Élargissement de l'Europe :
nous exigeons un référendum !


L'atteinte au libre choix des peuples est violente et irréversible. Voilà pourquoi on nous permettra de présenter pour une fois aux citoyens français la facture de la décision avant la décision elle-même.


Point de vue d'Arnaud Montebourg, député de Saône-et-Loire, et Christian Paul, député (PS) de la Nièvre, paru dans les pages " Horizons " du quotidien Le Monde daté du 20 septembre 2002



Arnaud
Montebourg

Christian Paul
Christian
Paul




On nous explique que c'est fait. Pourtant, nous n'avons pas voté. On nous dit à droite mais aussi à gauche que c'est de toute façon décidé. Pourtant, nul d'entre ceux qui ont en charge la souveraineté, le peuple ou ses représentants, n'en a délibéré. On nous répète que, même si ceux-là avaient la volonté de résister et de dire qu'ils refusent l'élargissement de l'Union européenne, l'affaire est déjà bouclée.

D'ailleurs, à quoi bon consulter les Parlements nationaux ? Sert-il encore à quelque chose de demander aux représentants du peuple leur avis puisque les questions fondamentales liées à l'avenir de l'Europe se décident ailleurs, et en dehors d'eux, dans le dos des peuples et de leurs représentants légitimes ?

Personne ne peut prétendre sans rire que les deux dernières élections nationales valent mandat sur l'Europe pour les dirigeants français, tant cette question, comme beaucoup d'autres, est restée sur le banc de touche.

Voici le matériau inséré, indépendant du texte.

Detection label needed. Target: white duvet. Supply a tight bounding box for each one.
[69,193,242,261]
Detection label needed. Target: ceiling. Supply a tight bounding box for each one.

On peut rappeler que s'est déjà imposée de la sorte la mondialisation des échanges sans délibération sur ses conséquences, sous la pression des forces économiques hostiles à toute régulation. Et l'on voit à quel point ces choix, résignés ou assumés, ont été désapprouvés par le peuple des citoyens européens, aujourd'hui réfugiés dans la protestation électorale, furieuse et impuissante.

L'affaire de l'élargissement reproduit le même scénario. Tout sera déjà décidé au moment où l'on consultera formellement les représentants du peuple. La facture économique, sociale et politique de la décision sera présentée, plus tard, trop tard, alors que nul n'a eu le devis, lorsque plus personne ne peut y redire.

L'atteinte au libre choix des peuples est violente et irréversible. Voilà pourquoi on nous permettra de présenter pour une fois aux citoyens français la facture de la décision avant la décision elle-même.

Notre interpellation émane d'Européens fervents et non pas de nostalgiques crispés sur la souveraineté de l'Etat-nation. C'est bien parce que nous affirmons l'exigence d'une Europe forte que les conditions actuelles de l'élargissement nourrissent nos inquiétudes.

L'élargissement à vingt-cinq en 2004 puis à vingt-sept, c'est d'abord la victoire cruelle du marché sur les politiques communes. C'est l'abandon de toute politique agricole alors que l'urgence est à réorienter la PAC. C'est d'ailleurs le moyen inavoué qu'ont trouvé les élites technocratiques de notre pays pour régler une fois pour toutes leur compte aux agriculteurs subventionnés, qu'ils qualifient en chuchotant entre eux de " boulet ".

Les mensonges de Jacques Chirac et de ses hommes qui ont réussi, curieusement et provisoirement, à faire avaler à la FNSEA l'élargissement en promettant comme à l'habitude le beurre et l'argent du beurre, n'y feront rien : l'élargissement à douze nouveaux pays n'est pas finançable sur la base de l'acquis communautaire actuel.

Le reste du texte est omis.